Vermittlung zwischen dem Westen und Moskau
Aber wohin ist Walthams Geld gegangen? Wie ich bereits am Anfang des Artikels erwähnte, war Videoton einer der größten Embargo-Anbieter im Ostblock, Waltham befasste sich auch mit Technologietransfer, kaufte also offenbar verbotene Produkte mit einem Teil des unterschlagenen Geldes. Die wichtige Rolle von Videoton bei der Beschaffung von Embargoprodukten zeigt sich daran, wie sich die Moskauer Zentrale des 1972 gegründeten Außenhandelsunternehmens Vidipex zu einem angesehenen Unternehmen entwickelt hat. Ursprünglich mit fünf Mitarbeitern gestartet, wuchs diese Zahl bald auf 300 Personen an.
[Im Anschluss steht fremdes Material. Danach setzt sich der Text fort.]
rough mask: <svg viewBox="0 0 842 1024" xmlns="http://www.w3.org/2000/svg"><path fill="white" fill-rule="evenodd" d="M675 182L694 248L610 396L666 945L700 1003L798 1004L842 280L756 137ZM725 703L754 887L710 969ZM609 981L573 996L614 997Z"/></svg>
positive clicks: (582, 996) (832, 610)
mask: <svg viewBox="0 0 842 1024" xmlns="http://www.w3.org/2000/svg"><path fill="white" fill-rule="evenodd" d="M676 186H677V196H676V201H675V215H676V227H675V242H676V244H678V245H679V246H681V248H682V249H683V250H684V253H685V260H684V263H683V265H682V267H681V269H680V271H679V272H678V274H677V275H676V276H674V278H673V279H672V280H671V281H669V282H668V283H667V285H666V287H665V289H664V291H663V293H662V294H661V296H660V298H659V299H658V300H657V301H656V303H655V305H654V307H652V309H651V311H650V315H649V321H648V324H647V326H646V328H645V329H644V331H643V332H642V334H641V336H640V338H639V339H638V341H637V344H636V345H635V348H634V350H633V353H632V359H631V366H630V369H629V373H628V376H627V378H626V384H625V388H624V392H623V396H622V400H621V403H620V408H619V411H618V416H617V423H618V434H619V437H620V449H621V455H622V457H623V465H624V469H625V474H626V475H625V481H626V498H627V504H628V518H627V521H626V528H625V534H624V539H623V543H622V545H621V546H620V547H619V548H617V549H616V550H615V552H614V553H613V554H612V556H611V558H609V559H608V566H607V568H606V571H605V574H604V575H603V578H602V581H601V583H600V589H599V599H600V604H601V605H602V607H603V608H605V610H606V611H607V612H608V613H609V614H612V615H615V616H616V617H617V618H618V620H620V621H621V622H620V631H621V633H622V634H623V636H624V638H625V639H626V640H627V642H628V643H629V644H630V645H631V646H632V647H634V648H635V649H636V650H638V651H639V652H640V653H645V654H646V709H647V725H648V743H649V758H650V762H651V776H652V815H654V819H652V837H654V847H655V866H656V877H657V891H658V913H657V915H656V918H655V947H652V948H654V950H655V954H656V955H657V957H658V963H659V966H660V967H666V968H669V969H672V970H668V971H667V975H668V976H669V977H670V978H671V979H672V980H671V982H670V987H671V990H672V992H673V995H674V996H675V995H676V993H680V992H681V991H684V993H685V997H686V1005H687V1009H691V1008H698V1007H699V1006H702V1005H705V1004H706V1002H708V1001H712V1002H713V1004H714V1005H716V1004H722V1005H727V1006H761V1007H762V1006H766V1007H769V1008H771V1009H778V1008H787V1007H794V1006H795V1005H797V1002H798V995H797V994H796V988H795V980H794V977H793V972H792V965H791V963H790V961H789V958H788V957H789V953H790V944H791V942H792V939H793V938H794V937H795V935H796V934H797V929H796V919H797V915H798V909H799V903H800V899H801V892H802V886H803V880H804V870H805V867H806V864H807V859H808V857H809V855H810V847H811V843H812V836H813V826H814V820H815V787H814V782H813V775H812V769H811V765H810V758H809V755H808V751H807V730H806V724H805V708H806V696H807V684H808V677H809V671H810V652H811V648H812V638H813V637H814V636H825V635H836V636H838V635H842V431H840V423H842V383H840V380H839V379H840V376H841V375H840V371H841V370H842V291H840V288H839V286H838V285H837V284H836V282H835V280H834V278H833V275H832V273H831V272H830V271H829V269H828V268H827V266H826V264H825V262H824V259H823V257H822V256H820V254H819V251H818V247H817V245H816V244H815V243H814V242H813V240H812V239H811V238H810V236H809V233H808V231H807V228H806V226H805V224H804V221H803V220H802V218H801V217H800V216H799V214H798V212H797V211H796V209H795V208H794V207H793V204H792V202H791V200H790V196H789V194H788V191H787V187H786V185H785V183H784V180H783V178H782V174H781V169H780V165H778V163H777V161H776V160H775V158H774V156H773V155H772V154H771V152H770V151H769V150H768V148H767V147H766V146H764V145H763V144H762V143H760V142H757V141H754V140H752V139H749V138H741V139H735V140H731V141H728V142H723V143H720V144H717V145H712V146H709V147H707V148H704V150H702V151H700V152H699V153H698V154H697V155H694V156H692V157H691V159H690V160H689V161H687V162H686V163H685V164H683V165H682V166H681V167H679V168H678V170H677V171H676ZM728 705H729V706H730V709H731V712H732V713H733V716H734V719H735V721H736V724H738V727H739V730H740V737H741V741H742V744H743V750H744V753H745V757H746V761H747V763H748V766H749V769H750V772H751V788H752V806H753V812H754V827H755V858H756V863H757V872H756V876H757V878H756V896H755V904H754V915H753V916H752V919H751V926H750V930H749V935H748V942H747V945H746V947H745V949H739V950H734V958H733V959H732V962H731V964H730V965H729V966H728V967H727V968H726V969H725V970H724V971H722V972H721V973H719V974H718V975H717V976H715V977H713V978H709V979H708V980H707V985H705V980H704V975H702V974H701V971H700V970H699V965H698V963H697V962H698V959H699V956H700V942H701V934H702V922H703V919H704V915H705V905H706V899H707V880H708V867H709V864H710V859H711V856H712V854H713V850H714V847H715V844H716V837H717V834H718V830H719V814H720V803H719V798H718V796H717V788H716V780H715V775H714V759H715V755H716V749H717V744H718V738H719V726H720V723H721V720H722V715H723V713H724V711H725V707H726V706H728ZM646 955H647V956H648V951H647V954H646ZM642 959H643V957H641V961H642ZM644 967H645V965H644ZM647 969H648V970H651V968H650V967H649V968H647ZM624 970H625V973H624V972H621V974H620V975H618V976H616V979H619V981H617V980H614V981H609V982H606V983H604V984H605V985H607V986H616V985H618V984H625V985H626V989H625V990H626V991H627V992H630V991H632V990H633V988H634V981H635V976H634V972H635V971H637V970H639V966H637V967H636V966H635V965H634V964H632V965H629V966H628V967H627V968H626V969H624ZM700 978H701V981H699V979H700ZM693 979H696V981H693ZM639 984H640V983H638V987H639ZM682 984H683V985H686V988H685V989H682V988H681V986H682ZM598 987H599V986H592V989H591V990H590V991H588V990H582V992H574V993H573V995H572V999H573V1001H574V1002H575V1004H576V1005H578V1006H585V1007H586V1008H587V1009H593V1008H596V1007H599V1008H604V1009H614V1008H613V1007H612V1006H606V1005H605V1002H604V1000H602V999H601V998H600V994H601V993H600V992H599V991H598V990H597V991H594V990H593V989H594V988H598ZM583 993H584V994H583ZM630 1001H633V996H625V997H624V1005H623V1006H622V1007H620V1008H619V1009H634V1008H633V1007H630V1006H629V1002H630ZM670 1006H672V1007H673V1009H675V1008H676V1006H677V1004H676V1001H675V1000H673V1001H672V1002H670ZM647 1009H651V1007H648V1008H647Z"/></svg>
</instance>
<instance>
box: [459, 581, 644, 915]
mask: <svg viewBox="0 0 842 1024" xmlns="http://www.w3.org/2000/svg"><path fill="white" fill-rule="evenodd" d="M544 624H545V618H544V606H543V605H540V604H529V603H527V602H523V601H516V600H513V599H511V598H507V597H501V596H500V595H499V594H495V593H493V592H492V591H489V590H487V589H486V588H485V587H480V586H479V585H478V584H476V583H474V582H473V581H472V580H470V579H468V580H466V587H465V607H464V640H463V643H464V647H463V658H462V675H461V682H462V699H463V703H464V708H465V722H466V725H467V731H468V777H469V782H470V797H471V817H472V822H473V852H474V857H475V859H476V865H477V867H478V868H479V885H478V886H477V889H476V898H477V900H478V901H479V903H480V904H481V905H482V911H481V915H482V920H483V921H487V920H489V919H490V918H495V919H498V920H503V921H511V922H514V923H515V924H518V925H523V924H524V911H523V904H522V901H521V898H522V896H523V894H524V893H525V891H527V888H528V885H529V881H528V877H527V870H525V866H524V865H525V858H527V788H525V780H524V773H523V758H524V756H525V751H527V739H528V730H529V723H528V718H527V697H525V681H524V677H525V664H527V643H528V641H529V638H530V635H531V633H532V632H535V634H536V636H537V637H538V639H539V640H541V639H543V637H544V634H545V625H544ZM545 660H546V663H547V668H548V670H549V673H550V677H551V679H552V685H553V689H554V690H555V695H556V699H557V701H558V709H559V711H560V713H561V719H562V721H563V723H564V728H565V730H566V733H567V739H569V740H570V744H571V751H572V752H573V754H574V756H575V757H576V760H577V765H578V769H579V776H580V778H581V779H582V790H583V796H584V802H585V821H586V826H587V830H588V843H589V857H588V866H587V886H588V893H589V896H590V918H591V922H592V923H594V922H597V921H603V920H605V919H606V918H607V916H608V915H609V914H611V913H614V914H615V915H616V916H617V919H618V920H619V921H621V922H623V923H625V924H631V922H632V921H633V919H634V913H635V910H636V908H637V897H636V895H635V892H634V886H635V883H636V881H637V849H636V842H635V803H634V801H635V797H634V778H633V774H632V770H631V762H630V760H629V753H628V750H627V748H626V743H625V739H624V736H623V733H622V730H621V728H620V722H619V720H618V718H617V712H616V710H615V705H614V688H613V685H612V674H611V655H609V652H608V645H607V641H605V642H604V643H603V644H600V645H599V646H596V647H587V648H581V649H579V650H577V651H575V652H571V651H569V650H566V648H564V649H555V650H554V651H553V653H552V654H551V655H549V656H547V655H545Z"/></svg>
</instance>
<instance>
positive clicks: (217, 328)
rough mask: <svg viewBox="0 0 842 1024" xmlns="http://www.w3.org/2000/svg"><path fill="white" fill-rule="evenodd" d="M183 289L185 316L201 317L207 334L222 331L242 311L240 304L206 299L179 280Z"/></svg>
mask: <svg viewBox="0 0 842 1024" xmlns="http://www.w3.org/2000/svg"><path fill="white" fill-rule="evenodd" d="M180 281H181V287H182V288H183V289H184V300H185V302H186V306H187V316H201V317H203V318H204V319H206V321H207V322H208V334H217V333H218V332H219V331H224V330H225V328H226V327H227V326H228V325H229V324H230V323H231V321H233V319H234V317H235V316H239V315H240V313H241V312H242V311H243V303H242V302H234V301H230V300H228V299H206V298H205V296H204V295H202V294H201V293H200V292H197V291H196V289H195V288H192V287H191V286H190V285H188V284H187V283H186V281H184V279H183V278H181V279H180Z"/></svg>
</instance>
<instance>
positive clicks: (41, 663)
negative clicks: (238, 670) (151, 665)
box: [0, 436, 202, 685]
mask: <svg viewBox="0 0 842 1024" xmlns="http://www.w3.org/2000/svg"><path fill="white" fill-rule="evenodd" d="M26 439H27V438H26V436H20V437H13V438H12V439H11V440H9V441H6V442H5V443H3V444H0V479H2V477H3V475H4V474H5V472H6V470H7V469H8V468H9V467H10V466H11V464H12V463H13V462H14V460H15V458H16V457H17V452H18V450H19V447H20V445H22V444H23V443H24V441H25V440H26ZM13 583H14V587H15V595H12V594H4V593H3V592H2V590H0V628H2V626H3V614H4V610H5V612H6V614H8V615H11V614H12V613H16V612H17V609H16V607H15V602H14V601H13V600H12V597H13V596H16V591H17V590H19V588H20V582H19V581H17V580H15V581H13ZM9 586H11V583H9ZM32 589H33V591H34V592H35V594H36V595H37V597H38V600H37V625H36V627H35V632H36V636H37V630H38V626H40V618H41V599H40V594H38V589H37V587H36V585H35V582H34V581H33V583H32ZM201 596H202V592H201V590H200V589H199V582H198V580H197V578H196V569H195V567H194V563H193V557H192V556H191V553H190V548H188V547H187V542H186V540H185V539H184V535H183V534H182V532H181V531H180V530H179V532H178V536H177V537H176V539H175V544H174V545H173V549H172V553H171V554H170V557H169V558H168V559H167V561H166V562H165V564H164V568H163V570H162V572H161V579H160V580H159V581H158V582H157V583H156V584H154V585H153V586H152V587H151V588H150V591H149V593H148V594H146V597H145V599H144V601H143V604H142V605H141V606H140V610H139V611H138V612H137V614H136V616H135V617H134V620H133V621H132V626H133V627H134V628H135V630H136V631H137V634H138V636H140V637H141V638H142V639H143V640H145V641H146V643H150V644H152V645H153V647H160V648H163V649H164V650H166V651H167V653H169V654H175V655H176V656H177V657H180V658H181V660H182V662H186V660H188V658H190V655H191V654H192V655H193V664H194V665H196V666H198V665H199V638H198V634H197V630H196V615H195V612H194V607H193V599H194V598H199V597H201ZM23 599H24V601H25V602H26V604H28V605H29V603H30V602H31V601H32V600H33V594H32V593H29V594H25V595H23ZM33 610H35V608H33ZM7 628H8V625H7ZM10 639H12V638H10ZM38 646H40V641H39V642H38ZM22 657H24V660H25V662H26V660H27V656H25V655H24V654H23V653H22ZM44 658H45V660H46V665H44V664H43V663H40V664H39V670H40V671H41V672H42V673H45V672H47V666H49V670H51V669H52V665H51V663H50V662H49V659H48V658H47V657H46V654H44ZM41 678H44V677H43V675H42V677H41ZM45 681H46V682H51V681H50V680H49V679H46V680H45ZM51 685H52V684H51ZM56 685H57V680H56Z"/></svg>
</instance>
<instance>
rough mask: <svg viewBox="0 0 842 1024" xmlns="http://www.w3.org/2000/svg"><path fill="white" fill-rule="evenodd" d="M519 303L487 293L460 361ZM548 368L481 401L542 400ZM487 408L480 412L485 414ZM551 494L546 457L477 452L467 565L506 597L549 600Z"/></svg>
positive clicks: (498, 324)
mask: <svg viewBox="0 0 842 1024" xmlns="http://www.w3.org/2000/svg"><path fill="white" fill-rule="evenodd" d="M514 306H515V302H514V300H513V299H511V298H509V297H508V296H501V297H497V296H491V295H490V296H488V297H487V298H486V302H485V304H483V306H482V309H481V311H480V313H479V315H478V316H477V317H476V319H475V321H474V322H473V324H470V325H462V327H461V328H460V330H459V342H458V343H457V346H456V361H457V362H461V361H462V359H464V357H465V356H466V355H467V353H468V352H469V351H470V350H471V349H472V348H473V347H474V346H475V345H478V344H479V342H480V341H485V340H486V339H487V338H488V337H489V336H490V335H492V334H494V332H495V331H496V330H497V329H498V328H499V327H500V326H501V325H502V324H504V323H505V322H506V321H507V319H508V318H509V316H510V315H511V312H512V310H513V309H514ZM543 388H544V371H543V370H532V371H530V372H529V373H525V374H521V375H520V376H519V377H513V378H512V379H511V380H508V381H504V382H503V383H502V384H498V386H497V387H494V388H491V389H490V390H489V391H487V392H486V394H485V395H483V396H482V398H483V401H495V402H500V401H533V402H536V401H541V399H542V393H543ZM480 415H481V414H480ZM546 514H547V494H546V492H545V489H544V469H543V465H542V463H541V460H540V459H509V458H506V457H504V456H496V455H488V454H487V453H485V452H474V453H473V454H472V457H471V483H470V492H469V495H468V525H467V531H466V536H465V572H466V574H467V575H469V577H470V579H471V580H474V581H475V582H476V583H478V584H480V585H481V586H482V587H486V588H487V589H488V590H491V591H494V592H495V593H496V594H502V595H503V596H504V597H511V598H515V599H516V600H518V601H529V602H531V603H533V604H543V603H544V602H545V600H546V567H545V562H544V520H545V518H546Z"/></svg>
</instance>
Sie wurden bald in einem selbstgebauten dreistöckigen Gebäude untergebracht, wo viele Sowjetbürger an der Installation der gelieferten Produkte teilnahmen. Das Lager von Videoton in Moskau wurde auch von mehreren ungarischen Außenhandelsunternehmen genutzt, um ihre „speziellen“ Aufgaben zu erfüllen, dh die Lieferung von Militärprodukten. Unter den hier arbeitenden Sowjetbürgern muss es viele Geheimdienstoffiziere gegeben haben , da der Einsatz und Einbau der gelieferten sensiblen Technologien während streng vertraulicher Entwicklungen in Militäranlagen erfolgte. Ihre Existenz, ihr Entwicklungsstand und ihre Technologie konnten nicht öffentlich gemacht werden, daher genossen auch die hier tätigen ungarischen Spezialisten besonderes Vertrauen.
Anders konnte es bei den Hargitai nicht sein, die Fazakas in seinem Bericht erwähnte. Aber wer genau ist es und was war das zukünftige Schicksal von Waltham?